Kirby, i would say its almost certain the ones in 
the shop you work in would also be w/c.

It would be easy to get hundreds a night in some
places i visit, rural areas they are prolific.


----------



## bk201 (Apr 18, 2008)

Magpie said:


> hazard when gardening as are tarrantulas.


how bout sending your hazards to me lol?:lol:


----------



## imalizard (Apr 18, 2008)

I know most hermit crabs are wildcaught as its hard to breed them. I dont know about desert crabs.


----------



## Magpie (Apr 18, 2008)

bk201 said:


> how bout sending your hazards to me lol?:lol:


 
Why would i do that?


----------



## bk201 (Apr 18, 2008)

hm lets see
so they wont be in your garden
so theyl bite me instead of you:lol:
cause i want some and you could be a nice person
lol


----------



## Magpie (Apr 18, 2008)

Or you could go to the effort of getting some for yourself. If something is worth keeping, surely it's worth the effort of getting your own?
They don't bother me, the kids like to play with them, you just have to look before you put your hands somewhere.


----------



## bk201 (Apr 18, 2008)

lol a no would have been simpler
and i cant get them here as i live in sydney and if i want one il have to buy one and people charge massive prices for them lol


----------



## Kirby (Apr 18, 2008)

actually Bk201 if you read the thread, and noticed my location.. 

go to Petbiz Balgowla (near warringah mall, condamine street) and buy them for $12 odd dollars... 

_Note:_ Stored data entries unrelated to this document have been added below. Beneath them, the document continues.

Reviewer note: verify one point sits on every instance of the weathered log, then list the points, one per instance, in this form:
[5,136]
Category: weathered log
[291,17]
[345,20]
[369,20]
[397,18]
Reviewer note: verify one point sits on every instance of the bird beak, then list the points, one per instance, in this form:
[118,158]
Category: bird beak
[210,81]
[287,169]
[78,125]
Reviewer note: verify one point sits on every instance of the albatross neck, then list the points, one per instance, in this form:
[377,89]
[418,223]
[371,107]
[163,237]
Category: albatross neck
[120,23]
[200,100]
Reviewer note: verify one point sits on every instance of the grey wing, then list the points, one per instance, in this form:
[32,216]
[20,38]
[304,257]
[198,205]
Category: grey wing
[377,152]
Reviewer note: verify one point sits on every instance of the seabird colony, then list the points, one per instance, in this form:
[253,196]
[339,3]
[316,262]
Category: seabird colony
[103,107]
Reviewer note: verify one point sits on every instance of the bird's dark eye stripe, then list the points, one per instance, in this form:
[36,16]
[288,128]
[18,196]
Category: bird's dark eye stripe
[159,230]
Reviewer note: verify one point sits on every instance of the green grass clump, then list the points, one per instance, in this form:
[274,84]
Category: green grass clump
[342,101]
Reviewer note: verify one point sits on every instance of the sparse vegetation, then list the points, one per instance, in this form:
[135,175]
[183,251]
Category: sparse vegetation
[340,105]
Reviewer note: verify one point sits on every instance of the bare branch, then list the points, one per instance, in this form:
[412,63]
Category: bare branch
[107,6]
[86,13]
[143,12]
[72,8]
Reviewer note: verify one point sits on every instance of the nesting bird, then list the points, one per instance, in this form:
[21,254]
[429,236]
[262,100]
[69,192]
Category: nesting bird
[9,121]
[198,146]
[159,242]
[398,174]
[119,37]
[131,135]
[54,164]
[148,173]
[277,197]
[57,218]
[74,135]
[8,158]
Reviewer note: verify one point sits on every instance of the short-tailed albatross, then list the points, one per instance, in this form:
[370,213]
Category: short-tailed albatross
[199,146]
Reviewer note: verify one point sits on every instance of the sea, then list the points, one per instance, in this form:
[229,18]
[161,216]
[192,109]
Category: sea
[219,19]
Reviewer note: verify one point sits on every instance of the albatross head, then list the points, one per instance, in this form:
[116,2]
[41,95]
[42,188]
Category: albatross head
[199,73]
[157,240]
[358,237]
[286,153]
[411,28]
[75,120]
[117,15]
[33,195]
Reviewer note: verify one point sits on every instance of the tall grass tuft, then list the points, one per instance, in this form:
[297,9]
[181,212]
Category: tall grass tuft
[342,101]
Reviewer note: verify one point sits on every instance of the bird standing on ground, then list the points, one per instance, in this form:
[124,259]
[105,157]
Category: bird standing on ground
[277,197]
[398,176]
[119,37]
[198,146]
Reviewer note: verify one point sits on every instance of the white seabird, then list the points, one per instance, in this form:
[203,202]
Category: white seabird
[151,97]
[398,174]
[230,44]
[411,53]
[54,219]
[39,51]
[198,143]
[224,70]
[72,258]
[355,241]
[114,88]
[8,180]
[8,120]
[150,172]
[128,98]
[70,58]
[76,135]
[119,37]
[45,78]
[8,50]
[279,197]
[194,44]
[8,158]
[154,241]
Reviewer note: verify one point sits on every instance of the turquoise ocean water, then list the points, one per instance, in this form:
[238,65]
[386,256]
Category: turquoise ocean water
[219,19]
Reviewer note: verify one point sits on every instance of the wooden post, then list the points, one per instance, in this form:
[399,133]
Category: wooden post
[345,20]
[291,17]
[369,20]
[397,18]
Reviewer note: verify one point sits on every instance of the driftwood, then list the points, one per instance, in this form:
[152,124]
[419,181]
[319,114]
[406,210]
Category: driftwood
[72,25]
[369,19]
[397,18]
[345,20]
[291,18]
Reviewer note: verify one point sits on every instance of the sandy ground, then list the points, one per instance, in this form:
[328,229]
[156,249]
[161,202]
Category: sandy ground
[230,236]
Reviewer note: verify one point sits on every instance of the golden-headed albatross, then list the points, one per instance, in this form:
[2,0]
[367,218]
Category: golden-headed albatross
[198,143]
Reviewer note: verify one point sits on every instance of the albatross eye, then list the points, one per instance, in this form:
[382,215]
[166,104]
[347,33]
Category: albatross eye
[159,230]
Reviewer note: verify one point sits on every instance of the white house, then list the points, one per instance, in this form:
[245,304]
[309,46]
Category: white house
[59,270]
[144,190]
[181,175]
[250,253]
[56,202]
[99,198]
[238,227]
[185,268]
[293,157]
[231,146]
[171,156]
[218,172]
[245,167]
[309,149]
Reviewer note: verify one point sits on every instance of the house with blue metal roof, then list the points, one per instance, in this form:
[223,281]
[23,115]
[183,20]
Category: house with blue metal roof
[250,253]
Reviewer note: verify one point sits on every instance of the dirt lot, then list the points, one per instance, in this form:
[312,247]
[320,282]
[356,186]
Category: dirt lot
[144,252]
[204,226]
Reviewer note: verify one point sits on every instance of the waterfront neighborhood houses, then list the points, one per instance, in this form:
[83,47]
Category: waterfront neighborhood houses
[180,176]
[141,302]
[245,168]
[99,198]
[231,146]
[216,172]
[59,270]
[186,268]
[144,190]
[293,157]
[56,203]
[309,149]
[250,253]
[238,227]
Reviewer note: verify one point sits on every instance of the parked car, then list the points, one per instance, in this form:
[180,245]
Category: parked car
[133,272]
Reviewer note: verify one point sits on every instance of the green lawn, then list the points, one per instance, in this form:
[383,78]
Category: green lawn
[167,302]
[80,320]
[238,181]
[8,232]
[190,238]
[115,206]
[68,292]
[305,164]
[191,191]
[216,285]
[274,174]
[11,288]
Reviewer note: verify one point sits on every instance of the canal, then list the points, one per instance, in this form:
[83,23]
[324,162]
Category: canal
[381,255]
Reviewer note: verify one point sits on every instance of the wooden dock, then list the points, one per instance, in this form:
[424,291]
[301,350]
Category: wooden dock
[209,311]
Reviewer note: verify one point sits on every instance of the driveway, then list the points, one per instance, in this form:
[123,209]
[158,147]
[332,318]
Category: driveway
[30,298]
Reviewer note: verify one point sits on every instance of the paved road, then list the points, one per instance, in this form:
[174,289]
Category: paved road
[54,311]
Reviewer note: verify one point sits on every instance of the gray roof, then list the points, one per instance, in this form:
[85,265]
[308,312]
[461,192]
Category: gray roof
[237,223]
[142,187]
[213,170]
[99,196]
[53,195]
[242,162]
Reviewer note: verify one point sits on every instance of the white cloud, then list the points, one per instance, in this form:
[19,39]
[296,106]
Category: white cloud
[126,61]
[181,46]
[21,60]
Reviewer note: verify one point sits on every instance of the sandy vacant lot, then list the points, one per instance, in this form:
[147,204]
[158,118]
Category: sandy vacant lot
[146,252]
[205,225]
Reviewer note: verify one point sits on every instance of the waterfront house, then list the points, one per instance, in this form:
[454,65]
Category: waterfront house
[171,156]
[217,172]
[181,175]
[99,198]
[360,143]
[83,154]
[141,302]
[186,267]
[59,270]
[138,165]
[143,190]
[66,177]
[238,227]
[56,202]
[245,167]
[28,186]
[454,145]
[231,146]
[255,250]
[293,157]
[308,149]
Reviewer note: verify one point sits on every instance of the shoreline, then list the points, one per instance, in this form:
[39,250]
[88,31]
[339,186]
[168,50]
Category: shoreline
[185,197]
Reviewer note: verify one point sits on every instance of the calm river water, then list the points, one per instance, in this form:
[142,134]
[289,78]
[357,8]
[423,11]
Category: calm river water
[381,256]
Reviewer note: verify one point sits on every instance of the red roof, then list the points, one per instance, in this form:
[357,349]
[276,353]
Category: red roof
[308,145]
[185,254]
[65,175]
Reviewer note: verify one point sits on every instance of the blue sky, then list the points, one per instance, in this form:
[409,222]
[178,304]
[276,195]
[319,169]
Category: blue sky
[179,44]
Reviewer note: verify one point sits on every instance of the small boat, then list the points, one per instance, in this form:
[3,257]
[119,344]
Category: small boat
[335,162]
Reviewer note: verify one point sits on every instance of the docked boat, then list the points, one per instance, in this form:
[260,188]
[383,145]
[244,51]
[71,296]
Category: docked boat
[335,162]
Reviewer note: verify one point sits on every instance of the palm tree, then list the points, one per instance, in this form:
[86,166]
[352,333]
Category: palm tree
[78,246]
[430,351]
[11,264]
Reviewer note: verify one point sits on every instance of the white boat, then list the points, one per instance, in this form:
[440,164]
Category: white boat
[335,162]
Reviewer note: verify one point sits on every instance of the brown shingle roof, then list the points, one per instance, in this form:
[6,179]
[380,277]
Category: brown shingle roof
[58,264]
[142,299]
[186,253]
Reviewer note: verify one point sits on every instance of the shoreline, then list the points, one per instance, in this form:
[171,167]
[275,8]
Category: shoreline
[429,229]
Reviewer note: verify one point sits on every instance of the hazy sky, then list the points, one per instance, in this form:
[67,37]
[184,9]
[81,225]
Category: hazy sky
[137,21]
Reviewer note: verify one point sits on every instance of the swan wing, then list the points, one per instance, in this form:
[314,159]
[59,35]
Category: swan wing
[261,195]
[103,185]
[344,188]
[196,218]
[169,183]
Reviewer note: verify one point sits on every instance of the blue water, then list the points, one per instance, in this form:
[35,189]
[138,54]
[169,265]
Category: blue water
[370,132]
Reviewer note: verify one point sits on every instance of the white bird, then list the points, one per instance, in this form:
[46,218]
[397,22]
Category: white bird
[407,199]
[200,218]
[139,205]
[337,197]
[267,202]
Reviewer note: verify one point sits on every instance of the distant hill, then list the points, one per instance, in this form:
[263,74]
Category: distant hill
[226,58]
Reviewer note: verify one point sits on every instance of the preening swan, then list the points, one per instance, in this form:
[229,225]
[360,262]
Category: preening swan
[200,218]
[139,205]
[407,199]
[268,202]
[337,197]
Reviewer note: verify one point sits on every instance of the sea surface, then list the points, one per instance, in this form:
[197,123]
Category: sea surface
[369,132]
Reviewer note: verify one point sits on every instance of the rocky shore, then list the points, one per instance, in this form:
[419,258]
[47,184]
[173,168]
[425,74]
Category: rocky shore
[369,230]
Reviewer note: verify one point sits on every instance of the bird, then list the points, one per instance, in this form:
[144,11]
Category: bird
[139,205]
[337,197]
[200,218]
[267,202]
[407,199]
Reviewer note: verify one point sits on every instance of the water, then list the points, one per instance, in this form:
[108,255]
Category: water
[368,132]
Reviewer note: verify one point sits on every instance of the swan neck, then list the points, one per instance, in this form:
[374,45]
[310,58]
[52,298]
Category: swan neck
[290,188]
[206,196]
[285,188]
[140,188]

theres also HUGE electric blue Marrons..


----------



## Australis (Apr 18, 2008)

Take a holiday to sunny QLD.


----------



## bk201 (Apr 18, 2008)

Kirby said:


> actually Bk201 if you read the thread, and noticed my location..
> 
> go to Petbiz Balgowla (near warringah mall, condamine street) and buy them for $12 odd dollars...
> 
> theres also HUGE electric blue Marrons..


sorry to get of topic but i was talking about tarantulas lol


----------



## Kirby (Apr 18, 2008)

Bhahahhaahahhahahaha


----------



## bk201 (Apr 18, 2008)

Australis said:


> Take a holiday to sunny QLD.


i would if i could but a bank ballance of $35 wudnt help me much lol


----------